Formal tests for pupils whose exams have been cancelled will be detrimental to them and their teachers, an education expert has warned.
Professor Mark Priestley, who led the probe into this year’s results fiasco, said assessment guidance from the Scottish Qualifications had resulted in schools turning to formal tests.
When he recommended validated assessments for National 5s in his review, he said, “we most certainly did not have in mind a series of externally set but internally assessed pencil and paper tests.”
‘Inevitable’ exams off
This week’s cancellation of 2021 Higher and Advanced Higher exams, following cancellation of National 5 exams in October, was inevitable, he said.
Writing in his blog with fellow Stirling University academic Dr Marina Shapira, he said: “The emerging practices based around formal tests will have detrimental effects: on the workload of the teachers who will end up assessing these additional tests, when study leave no longer exists to free up time; and on the students who will be tested to within an inch of their lives.
“Moreover, there are serious concerns about the validity of these tests; as SQA point out such tests have good predictive ability for exam performance, but one can seriously question their validity for assessing student achievement holistically.”
The emerging practices based around formal tests will have detrimental effects… on the students who will be tested to within an inch of their lives.”
Professor Mark Priestley and Dr Marina Shapira
Quoting Edinburgh University’s Professor Lindsay Paterson that “exams are being replaced by exams”, Prof Priestley said this has been made inevitable to some extent by guidance from the SQA.
The SQA, he said, sought to reduce teacher workload and account for missed study time by removing coursework which in turn reduced the evidence base for continuous assessment.
Prof Priestley made a series of recommendations in his review of this year’s SQA moderation process which saw more than 124,000 downgraded results awarded in August to pupils whose May exams were cancelled revoked.

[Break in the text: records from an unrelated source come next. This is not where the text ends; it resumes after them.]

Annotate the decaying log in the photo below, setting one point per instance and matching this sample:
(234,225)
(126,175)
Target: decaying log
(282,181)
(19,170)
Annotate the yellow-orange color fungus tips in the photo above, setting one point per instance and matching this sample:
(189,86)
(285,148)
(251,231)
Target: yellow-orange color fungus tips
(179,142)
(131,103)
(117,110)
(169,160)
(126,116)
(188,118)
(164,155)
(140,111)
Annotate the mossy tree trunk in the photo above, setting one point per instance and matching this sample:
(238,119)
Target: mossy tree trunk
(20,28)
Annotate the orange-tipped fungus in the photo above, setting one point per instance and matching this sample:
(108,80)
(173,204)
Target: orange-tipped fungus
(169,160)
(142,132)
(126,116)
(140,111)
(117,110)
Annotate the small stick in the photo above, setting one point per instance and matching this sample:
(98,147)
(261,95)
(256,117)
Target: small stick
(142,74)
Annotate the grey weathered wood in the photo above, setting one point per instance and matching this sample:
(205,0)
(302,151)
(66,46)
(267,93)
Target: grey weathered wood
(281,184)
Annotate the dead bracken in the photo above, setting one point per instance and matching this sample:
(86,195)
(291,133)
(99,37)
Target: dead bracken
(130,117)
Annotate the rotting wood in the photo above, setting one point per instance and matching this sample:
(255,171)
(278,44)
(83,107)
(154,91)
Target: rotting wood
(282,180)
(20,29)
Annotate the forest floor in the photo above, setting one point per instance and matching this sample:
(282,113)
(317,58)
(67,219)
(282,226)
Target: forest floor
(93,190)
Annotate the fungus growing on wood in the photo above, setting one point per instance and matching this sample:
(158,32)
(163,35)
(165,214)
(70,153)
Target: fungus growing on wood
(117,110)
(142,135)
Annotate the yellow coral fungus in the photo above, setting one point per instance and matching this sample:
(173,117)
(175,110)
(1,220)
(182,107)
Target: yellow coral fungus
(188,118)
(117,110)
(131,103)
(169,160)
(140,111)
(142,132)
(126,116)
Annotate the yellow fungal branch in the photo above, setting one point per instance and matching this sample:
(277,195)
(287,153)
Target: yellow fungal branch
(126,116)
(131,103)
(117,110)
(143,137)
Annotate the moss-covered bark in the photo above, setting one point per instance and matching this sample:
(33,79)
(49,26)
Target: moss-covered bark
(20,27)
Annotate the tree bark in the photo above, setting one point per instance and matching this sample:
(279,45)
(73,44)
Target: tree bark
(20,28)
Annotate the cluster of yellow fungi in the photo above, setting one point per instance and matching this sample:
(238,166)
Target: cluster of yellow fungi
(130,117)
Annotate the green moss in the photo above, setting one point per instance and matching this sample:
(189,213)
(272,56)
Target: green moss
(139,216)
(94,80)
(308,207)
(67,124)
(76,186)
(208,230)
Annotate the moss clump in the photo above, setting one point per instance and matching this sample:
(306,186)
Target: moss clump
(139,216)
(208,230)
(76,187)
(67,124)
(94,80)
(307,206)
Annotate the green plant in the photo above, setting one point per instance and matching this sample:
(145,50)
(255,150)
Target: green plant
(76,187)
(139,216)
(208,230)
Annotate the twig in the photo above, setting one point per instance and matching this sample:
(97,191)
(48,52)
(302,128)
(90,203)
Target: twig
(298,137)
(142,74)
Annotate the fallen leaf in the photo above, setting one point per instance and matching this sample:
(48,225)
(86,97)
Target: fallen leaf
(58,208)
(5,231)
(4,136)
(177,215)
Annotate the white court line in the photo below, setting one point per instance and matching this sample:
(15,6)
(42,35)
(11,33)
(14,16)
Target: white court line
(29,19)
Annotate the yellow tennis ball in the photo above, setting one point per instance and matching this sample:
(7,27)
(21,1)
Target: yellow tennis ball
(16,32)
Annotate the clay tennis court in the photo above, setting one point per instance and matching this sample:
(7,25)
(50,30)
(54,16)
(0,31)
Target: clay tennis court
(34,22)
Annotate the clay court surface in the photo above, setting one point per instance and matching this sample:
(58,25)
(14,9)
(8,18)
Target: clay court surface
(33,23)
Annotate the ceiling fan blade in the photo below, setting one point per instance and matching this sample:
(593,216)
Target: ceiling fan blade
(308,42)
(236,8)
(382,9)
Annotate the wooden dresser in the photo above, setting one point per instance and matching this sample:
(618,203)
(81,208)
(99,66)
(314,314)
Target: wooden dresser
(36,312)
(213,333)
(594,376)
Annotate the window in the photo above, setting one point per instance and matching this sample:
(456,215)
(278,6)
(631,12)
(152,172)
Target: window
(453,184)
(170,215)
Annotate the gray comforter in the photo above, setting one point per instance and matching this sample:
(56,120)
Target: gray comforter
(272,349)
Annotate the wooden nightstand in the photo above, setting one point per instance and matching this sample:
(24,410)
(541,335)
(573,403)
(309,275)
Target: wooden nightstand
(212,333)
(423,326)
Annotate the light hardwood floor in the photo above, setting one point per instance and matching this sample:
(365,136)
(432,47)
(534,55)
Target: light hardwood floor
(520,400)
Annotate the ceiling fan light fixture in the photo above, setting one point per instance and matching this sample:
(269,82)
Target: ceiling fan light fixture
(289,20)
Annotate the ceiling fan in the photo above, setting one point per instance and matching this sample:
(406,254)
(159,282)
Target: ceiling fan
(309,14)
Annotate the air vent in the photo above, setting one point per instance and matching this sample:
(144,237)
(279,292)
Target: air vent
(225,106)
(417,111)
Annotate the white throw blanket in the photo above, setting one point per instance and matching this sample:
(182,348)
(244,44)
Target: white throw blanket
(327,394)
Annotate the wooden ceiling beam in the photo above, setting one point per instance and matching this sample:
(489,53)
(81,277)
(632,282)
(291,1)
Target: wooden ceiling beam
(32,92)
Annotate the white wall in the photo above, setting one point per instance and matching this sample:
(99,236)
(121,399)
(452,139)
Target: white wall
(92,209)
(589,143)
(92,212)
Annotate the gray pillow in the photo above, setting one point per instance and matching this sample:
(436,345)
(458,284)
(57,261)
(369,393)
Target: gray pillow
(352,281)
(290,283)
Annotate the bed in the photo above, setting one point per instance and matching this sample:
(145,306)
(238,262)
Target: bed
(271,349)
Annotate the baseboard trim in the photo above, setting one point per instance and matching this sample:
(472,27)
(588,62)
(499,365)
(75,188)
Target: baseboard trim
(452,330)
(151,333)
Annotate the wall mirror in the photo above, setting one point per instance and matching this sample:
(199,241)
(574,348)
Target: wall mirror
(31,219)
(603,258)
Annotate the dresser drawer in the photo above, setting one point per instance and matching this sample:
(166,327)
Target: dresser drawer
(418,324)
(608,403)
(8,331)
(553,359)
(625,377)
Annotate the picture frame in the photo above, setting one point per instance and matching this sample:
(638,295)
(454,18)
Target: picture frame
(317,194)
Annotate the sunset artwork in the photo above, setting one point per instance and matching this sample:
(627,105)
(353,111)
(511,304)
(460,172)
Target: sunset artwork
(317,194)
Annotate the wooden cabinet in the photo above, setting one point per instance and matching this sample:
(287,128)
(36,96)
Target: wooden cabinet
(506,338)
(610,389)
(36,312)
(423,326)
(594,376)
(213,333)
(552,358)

They included suspension of the National 5 exams next year with awards based on estimates from validated assessments.
SQA response
An SQA spokesman said that since National 5 exams were cancelled the SQA had chaired the 2021 National Qualifications Group in co-creating an alternative certification model.

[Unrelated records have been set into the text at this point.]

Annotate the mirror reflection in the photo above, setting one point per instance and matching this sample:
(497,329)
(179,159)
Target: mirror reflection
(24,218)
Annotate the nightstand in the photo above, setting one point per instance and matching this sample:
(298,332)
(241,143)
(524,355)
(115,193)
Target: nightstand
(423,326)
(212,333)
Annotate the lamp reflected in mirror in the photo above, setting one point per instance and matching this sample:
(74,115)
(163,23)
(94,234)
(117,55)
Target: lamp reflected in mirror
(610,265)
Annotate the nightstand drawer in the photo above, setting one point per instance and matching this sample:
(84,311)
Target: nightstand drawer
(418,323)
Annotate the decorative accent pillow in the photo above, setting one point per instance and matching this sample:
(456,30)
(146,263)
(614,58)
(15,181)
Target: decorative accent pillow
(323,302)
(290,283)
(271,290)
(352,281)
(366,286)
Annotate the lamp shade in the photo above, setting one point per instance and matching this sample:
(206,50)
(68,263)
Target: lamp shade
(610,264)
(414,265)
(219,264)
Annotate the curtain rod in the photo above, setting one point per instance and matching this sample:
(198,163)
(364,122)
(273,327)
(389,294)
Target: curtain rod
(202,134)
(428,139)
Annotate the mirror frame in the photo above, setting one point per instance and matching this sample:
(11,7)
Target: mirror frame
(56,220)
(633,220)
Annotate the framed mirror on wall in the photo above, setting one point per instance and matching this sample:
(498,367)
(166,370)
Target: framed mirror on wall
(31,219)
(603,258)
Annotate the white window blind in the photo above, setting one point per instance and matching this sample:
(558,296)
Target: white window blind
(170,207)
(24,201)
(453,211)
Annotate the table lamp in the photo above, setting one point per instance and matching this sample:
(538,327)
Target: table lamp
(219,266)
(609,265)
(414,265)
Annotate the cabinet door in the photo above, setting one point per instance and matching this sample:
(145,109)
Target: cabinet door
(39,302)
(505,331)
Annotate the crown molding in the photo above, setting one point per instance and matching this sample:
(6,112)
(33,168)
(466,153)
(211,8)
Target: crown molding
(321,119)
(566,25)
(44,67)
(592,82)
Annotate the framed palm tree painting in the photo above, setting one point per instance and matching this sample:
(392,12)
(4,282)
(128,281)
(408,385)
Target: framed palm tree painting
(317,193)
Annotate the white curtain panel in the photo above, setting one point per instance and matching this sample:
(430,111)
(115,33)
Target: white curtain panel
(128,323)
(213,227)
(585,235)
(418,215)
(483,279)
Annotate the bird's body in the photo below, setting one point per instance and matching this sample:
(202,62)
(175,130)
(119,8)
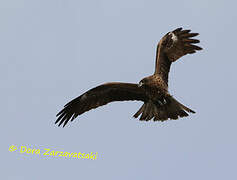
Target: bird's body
(152,90)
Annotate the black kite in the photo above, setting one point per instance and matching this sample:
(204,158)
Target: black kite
(152,90)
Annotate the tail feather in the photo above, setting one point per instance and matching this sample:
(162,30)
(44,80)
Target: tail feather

He said: “The details of that model were announced by the group earlier this week. Further details will be provided for Higher and Advanced Higher shortly.
“We are asking teachers to assess learning and to report on this against the current criteria as defined in the course specifications for each subject.

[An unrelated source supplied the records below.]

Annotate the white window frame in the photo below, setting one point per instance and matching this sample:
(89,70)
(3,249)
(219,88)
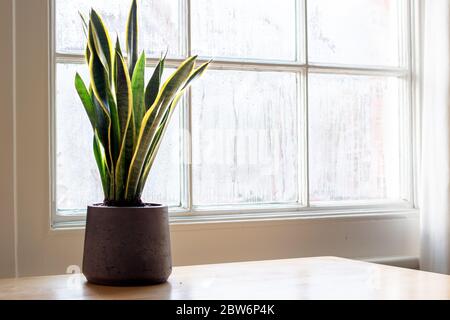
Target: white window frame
(302,67)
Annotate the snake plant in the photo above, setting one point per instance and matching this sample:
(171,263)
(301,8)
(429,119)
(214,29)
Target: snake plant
(129,119)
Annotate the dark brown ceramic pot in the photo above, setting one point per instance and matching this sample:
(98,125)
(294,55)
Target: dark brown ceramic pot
(127,246)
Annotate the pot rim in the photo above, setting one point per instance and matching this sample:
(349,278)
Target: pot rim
(147,206)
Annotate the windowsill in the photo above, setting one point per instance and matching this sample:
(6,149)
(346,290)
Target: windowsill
(271,217)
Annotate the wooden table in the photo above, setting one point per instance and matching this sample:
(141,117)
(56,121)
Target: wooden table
(306,278)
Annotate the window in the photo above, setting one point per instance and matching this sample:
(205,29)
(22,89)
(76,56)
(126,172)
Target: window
(307,105)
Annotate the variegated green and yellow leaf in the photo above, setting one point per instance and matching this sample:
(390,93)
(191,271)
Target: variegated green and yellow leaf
(152,90)
(125,103)
(137,84)
(102,41)
(152,120)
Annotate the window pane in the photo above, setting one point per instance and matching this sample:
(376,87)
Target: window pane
(259,29)
(245,138)
(159,24)
(354,137)
(77,179)
(362,32)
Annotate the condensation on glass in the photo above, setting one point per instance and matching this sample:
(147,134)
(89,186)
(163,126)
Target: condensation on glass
(249,124)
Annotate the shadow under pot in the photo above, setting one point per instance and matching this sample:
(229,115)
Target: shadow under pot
(127,246)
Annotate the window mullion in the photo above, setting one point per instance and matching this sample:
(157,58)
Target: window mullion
(186,138)
(303,119)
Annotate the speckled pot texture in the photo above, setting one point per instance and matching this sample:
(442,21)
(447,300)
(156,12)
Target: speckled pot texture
(127,246)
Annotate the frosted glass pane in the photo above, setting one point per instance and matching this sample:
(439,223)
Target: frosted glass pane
(354,137)
(77,179)
(259,29)
(159,24)
(362,32)
(244,138)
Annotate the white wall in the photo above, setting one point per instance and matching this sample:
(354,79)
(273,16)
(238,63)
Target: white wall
(43,251)
(7,251)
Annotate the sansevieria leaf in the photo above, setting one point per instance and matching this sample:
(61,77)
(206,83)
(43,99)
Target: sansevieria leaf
(128,117)
(156,142)
(100,158)
(152,90)
(102,41)
(125,103)
(137,84)
(86,99)
(152,120)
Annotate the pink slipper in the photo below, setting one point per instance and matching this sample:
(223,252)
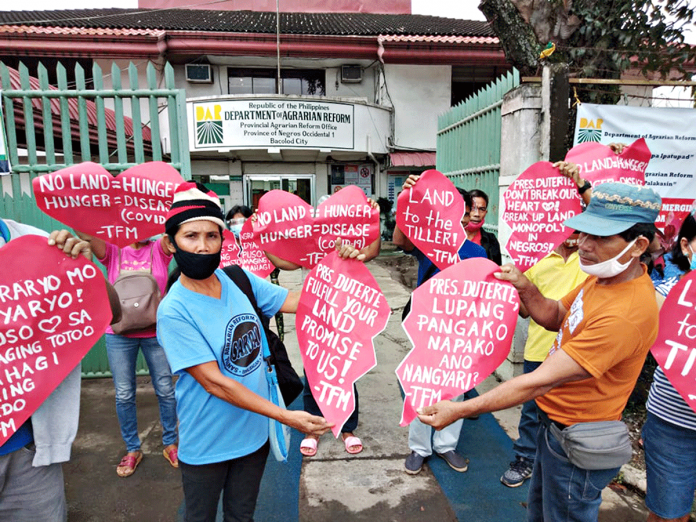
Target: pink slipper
(308,447)
(353,445)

“There is more flexibility in the generation of evidence within the classroom-based setting.
“However, teachers and lecturers appreciate that the assessment approach, for this exceptional year, is one that is familiar to them and this will help ensure that national standards can be consistently applied.”
Exams weakness
Prof Priestley also said the pandemic has exposed Scottish education’s reliance on exams as a weakness and the opportunity should be grasped to reconsider how schoolchildren are assessed.
Education Secretary John Swinney has already asked the OECD to consider the role of exams in its review of the Curriculum for Excellence.
While some see exams as the gold standard of assessment, Prof Priestley said critics of the system argue they are neither a valid nor reliable assessment tool, and extraneous circumstances could affect performance with possible “life-long consequences” for those sitting them.
He said: “The forthcoming OECD review provides a further opportunity to rethink the way we conduct high-stakes assessment.”